Klägerin geht in Revision

Die Revision der Klägerin hatte vor dem Achten Senat des Bundesarbeitsgerichts (BAG) teilweise Erfolg. Der Senat hat der Klägerin die verlangte Zeitgutschrift – in Übereinstimmung mit dem Landesarbeitsgericht – zugesprochen und ihr darüber hinaus eine Entschädigung in Höhe von 250,00 Euro zuerkannt. Aufgrund der Vorgaben des EuGH hatte das BAG davon auszugehen, dass § 10 Ziff. 7 Satz 2 MTV wegen Verstoßes gegen das Verbot der Benachteiligung von Teilzeitbeschäftigten unwirksam ist. Denn der MTV sieht bei Teilzeitbeschäftigung keine der Teilzeitquote entsprechende anteilige Absenkung der Grenze für die Gewährung eines Überstundenzuschlags vor. Einen sachlichen Grund für diese Ungleichbehandlung konnte der Senat nicht erkennen.

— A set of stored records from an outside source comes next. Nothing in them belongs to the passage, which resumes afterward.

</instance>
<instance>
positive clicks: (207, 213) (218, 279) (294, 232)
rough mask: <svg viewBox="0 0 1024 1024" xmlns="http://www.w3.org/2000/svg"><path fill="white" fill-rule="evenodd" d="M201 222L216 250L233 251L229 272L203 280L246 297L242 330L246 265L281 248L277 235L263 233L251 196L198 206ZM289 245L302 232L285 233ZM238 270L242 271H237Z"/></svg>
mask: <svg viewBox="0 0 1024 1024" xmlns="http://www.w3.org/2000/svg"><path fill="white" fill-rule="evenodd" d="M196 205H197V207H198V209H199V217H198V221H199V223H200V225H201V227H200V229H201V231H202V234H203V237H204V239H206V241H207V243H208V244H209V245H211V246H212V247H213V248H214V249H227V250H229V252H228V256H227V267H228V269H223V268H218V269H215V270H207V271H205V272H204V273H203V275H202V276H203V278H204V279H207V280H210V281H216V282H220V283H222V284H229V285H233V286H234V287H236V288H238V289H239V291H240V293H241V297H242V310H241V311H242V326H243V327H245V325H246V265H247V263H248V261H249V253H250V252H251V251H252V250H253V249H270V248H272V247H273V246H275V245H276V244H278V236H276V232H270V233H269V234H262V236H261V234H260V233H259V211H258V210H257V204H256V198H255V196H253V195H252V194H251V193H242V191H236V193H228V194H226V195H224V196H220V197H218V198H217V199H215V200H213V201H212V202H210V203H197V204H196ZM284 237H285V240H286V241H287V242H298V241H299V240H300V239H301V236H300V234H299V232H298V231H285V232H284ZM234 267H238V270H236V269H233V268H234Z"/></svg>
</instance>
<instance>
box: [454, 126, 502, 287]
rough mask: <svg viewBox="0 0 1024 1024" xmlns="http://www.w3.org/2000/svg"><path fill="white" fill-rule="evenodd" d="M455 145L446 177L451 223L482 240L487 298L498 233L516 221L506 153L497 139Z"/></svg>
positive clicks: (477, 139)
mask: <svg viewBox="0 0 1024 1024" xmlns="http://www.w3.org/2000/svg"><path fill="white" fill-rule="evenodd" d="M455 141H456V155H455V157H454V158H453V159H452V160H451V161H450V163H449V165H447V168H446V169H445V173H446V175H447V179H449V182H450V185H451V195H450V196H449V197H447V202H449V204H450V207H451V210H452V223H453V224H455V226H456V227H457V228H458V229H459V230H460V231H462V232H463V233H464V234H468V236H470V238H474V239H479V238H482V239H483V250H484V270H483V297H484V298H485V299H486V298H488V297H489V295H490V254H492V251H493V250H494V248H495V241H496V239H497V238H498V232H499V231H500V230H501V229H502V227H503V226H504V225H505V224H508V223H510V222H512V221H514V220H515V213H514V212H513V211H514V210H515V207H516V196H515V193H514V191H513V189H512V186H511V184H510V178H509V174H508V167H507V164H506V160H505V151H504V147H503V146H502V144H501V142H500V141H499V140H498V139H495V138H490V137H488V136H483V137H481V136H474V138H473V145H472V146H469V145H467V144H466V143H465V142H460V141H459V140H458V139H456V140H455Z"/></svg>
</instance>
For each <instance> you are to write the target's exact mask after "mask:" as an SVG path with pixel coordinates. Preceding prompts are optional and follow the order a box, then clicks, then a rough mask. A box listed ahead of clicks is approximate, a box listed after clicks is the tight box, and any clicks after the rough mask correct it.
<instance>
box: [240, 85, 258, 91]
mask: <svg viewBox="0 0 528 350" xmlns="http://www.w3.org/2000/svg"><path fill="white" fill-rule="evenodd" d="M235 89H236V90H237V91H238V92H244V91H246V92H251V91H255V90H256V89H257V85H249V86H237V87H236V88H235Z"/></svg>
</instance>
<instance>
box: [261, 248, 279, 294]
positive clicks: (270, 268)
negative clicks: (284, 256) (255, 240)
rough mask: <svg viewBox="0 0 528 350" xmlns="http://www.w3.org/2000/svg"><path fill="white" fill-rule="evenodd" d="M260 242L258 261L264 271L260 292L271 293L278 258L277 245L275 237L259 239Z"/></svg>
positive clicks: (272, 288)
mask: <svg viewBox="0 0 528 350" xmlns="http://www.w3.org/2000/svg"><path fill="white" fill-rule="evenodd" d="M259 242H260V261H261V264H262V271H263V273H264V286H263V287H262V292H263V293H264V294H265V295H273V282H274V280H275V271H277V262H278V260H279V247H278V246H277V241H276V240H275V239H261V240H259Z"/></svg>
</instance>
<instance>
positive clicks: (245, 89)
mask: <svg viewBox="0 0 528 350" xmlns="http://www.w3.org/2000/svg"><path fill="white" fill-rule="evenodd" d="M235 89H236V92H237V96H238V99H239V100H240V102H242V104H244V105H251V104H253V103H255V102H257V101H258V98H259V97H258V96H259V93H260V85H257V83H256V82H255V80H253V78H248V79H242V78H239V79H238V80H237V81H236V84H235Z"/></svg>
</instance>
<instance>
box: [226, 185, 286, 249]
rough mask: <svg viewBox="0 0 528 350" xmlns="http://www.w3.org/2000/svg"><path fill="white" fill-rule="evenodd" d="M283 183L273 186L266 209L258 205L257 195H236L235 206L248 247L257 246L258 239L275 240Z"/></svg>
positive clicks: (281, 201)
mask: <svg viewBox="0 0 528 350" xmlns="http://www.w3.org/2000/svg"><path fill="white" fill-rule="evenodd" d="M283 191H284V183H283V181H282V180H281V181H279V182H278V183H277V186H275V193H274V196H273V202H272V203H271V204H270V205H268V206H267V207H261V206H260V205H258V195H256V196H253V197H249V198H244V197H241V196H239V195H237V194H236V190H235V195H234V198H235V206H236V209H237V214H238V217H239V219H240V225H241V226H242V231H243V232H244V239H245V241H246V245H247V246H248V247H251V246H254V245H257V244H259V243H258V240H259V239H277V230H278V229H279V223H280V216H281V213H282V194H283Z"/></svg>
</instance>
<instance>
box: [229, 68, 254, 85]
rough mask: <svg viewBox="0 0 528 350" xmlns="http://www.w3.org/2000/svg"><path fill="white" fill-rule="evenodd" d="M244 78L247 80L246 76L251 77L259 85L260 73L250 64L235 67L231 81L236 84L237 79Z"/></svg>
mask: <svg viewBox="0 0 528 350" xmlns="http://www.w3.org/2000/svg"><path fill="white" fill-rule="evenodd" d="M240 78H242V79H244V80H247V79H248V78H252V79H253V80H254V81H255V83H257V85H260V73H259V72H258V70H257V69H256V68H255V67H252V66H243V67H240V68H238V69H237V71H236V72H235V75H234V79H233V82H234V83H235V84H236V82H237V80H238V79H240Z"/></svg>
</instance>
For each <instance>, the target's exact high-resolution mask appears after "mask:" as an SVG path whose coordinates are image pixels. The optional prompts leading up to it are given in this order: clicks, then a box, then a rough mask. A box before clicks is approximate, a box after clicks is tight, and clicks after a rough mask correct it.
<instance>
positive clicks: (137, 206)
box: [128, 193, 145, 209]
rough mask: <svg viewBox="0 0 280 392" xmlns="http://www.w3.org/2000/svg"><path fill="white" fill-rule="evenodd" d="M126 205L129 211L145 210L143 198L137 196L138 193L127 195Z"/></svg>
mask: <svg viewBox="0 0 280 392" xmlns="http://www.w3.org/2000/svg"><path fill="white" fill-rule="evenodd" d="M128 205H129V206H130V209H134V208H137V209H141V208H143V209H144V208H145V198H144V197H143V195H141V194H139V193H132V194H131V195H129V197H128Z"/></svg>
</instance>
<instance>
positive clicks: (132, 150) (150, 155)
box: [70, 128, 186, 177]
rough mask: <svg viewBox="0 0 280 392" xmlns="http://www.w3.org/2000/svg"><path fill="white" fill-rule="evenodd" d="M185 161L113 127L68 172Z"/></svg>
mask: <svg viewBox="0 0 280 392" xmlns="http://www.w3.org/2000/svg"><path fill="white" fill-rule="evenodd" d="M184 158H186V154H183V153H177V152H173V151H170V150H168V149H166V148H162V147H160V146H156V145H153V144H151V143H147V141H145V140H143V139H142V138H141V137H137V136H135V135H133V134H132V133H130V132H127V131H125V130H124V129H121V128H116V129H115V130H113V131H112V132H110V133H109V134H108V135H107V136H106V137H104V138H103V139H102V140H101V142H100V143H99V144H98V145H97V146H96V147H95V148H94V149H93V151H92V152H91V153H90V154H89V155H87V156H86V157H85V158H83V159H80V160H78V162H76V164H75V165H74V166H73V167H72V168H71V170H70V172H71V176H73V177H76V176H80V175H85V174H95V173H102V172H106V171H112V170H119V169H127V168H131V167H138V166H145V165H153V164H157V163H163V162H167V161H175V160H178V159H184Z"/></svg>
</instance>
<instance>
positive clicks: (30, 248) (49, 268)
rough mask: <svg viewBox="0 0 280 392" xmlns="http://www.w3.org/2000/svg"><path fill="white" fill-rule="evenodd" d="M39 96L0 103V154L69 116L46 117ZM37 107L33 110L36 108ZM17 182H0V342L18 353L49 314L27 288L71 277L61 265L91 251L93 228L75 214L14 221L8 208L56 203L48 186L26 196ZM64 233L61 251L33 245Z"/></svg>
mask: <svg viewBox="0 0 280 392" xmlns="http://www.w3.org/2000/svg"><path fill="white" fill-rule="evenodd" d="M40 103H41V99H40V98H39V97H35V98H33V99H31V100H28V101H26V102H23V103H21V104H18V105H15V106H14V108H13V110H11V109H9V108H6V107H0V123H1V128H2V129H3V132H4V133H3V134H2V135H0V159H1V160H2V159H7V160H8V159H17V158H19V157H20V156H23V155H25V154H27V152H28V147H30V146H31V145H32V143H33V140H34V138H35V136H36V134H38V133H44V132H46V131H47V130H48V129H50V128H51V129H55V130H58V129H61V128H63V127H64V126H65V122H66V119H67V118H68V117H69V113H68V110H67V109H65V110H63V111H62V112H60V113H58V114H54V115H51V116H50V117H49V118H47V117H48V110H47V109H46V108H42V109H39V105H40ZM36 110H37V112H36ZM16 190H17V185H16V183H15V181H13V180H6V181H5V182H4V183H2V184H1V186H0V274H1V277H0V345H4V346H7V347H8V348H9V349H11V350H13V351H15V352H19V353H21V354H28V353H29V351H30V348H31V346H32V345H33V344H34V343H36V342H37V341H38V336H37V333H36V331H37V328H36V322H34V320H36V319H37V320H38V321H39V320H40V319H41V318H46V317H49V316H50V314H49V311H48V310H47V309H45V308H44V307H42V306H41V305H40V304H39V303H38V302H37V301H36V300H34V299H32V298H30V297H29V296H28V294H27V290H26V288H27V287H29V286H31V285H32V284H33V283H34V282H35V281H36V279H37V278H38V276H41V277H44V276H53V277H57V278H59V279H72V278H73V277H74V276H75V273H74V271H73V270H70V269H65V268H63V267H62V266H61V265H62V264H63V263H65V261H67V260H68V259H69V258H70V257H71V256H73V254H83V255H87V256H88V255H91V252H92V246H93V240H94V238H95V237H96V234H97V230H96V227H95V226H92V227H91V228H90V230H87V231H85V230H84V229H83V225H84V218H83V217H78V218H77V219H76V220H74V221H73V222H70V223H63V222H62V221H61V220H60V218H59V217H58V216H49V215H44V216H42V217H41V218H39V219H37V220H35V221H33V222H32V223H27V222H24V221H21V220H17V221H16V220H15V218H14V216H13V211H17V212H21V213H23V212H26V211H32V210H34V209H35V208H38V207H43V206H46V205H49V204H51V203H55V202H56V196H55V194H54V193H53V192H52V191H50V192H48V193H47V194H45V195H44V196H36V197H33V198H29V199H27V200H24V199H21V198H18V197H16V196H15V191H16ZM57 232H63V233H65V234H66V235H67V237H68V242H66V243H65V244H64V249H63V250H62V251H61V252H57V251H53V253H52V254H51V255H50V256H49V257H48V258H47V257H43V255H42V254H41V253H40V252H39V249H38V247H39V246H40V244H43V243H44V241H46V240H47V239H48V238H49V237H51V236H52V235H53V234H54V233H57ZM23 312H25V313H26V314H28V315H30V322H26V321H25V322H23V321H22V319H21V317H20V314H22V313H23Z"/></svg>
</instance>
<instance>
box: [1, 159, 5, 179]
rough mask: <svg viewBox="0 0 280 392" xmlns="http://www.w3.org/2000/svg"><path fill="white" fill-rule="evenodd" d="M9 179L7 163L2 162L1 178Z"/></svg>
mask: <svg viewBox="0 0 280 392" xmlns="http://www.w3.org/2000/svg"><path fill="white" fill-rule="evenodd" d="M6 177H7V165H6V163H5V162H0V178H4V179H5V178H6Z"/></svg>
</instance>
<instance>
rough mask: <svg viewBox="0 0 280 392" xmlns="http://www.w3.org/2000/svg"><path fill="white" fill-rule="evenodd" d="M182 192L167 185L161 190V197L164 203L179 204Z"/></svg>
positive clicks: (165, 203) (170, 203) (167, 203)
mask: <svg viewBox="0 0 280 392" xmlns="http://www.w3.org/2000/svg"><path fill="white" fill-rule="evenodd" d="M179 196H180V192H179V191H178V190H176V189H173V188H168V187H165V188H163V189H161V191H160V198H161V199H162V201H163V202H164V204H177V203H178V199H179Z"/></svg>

Benachteiligung wegen des Geschlechts

Die sich aus dem Verstoß gegen § 4 Abs. 1 TzBfG ergebende Unwirksamkeit der tarifvertraglichen Überstundenzuschlagsregelung führt zu einem Anspruch der Klägerin auf die eingeklagte Zeitgutschrift. Daneben war ihr eine Entschädigung nach § 15 Abs. 2 AGG zuzuerkennen. Durch die Anwendung der tarifvertraglichen Regelung hat die Klägerin auch eine mittelbare Benachteiligung wegen des Geschlechts erfahren.
In der Gruppe der beim Beklagten in Teilzeit Beschäftigten, die dem persönlichen Anwendungsbereich des MTV unterfallen, sind zu mehr als 90 % Frauen vertreten. Als Entschädigung war ein Betrag in Höhe von 250,00 Euro festzusetzen. Dieser soll einerseits den der Klägerin durch die mittelbare Geschlechtsbenachteiligung entstandenen immateriellen Schaden ausgleichen und andererseits gegenüber dem beklagten Unternehmen abschreckende Wirkung entfalten (Bundesarbeitsgericht, Urteil vom 5. Dezember 2024 – 8 AZR 370/20 – Vorinstanz: Hessisches Landesarbeitsgericht, Urteil vom 19. Dezember 2019 – 5 Sa 436/19).

Autor*in: Andrea Brill (Andrea Brill ist Pressereferentin und Fachjournalistin.)